Plainly, utilities are usually natural monopolies, and Americans were ripped off en masse when the "Priesthood" sold so many on electric deregulation.
The corporate Trojan Horse is inside the gates, but it's not too late to drag it back out. It's just a shame that we the people, and more importantly our lawmakers, have to keep "relearning" these hard lessons.
R.I.P., Dear Molly. You saw this coming years ago, and you told us so.
Manifesto Joe Is An Underground Writer Living In Texas.
By Manifesto Joe
The late Molly Ivins once wrote something to the effect that after a service is deregulated, the result is that people often discover why it was regulated in the first place.
For 30 years, the "Priesthood of the Free Market" has been hellbent to sell Americans on the deregulation and privatization of damn near everything. Their progress has been astonishing. Even the Iraq war seems to have been about half outsourced.

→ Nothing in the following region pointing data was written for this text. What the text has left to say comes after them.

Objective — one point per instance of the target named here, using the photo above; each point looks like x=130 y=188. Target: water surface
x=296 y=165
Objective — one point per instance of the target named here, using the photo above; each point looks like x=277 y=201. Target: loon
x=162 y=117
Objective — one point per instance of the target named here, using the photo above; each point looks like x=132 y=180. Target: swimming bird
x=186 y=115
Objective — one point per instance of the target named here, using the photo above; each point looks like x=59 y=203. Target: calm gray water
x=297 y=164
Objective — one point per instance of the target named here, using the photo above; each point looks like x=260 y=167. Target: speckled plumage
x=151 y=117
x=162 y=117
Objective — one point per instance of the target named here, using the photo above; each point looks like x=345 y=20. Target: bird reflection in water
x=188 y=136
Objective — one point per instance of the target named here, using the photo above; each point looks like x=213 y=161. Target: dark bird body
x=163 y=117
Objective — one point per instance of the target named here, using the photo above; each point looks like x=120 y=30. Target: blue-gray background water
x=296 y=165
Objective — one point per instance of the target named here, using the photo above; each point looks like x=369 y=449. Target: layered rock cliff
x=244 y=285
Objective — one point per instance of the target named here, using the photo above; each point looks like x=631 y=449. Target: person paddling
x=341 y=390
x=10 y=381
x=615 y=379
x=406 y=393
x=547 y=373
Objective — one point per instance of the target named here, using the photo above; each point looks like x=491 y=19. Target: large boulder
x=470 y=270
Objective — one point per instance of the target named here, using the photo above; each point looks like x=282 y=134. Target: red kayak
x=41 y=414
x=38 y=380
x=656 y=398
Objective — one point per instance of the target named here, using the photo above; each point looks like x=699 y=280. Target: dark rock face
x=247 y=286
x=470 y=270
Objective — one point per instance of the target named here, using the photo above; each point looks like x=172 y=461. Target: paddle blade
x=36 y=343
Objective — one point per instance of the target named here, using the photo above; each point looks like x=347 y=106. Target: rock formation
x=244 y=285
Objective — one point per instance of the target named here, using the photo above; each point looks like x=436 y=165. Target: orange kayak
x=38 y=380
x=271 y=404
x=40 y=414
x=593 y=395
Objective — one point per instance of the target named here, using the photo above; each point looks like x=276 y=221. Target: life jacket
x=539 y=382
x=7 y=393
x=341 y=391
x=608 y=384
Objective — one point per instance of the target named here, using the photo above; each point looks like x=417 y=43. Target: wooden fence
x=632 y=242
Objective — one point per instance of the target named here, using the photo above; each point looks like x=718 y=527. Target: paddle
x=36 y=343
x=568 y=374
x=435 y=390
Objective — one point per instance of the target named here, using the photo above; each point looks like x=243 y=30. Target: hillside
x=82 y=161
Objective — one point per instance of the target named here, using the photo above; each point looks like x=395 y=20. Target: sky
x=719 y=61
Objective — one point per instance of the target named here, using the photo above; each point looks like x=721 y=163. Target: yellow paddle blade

After considering the deregulation of the electricity market, I am inclined to look beyond the "true believers" of the free market, and toward those whose only true belief is in maximization of profits, no matter the cost to anyone else. Remember the story of the Trojan Horse?
But the tide may finally be turning. It appears that many officials in states where electricity has been deregulated (about a third have done so) have come to similar conclusions as the late Molly.
The Sept. 21 online edition of the Fort Worth Star-Telegram reported:
Support for electric deregulation has dramatically fallen among the nation's utility regulators, with one-third in deregulated states expressing the likelihood of some sort of re-regulation, according to a new survey.
Conducted in conjunction with Standard & Poor's, the telephone survey of 96 state utility regulators also showed a plurality answering "none" when asked which states operate the most successful deregulated market. ...
Tim Morstad, an analyst with AARP-Texas ... said the poll should some as no surprise to anyone who pays a light bill in Texas. ...
"The rest of the country is figuring out what Texas consumers already know, that deregulation fails to deliver lower rates and better service," he said. ...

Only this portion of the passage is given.